Explain what type of animals each class represents.
Explain how each type of class of animal contributes to biodiversity on Earth.
- arthropoda, crustacea, chordata, platyhelminthes, mollusca, amphibia, aves, mammalia, reptilia
Arthropoda ("jointed foot") are the most diverse of all the animal phyla. They include animals such as crustaceans (crabs, lobster), insects (ants), and spiders. All are typified by having segmented legs, jointed bodies, and exoskeletons composed of the carbohydrate chitin. Arthropods have occupied a variety of levels of the food chain throughout the history of the earth; some of the earliest predators included arthropods, and arthropods were almost certainly the first animals to colonize land.
Crustaceans are a subdivision of arthropods. Most live in the ocean, and include animals such as shrimp and crabs. Particularly small shrimp, called krill, have enormous populations throughout the world and are a primary food source for a variety of other animals including whales.
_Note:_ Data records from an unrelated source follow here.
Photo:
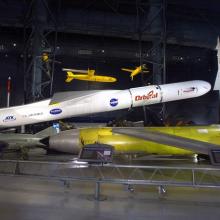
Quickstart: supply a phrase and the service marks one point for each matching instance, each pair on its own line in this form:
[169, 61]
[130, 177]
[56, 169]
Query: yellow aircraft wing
[127, 70]
[91, 72]
[168, 139]
[70, 76]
Chordata are a separate phyla; they include vertebrates, such as ourselves. Chordata are unique in that they possess a variety of structures that favor internal support over external support such as exoskeletons; this eliminates the vulnerability incurred by moulting. Chordata are a relatively minor part of the overall biodiversity of the earth when considered in terms of variety of species, but are among the largest, most complex, and most relevant to our own sense of biodiversity.
Platyhelminthes are commonly called flatworms. This phyla includes a wide arrangement of relatively similar worm-like creatures who are predominately parasitic. Their significance to the food chain is largely restricted to the species that they directly interact with. Their importance to humans is largely concerned with their parasitic behaviors.
Molluscs are sometimes confused with crustaceans, but are actually an entirely separate phyla from the arthropods. Molluscs are characterized by a shell, though this is sometimes greatly reduced, and a variety of unique internal and external structures such as tentacles and a spiked tongue-like structure called a radula. They also have a significantly more developed nervous system. Molluscs include octopi, squid, and snails. They are the most diverse marine group, and snails are significant on land as both pests and food sources.
Amphibia, Aves, Mammalia and Reptilia are all part of the Vertebrate subphylum, and are closely related. Amphibians preceded amniotes, which diverged into mammals and reptiles, with birds evolving from reptiles. The group Reptilia is not considered a useful or "modern" grouping because it cannot resolve certain problems of relationships between ancestral reptiles and birds; it is commonly replaced by the groups Diapsid and Anapsid, or Sauropsida. Amphibia are relatively low in diversity, but are important to biodiversity for their sensitivity to environmental conditions, which can serve as a sort of marker for ecological health. Birds and reptiles have been very successful and, with mammals, include the largest animals ever to live. Mammals currently include the largest living animals and many of the most intelligent, including humans.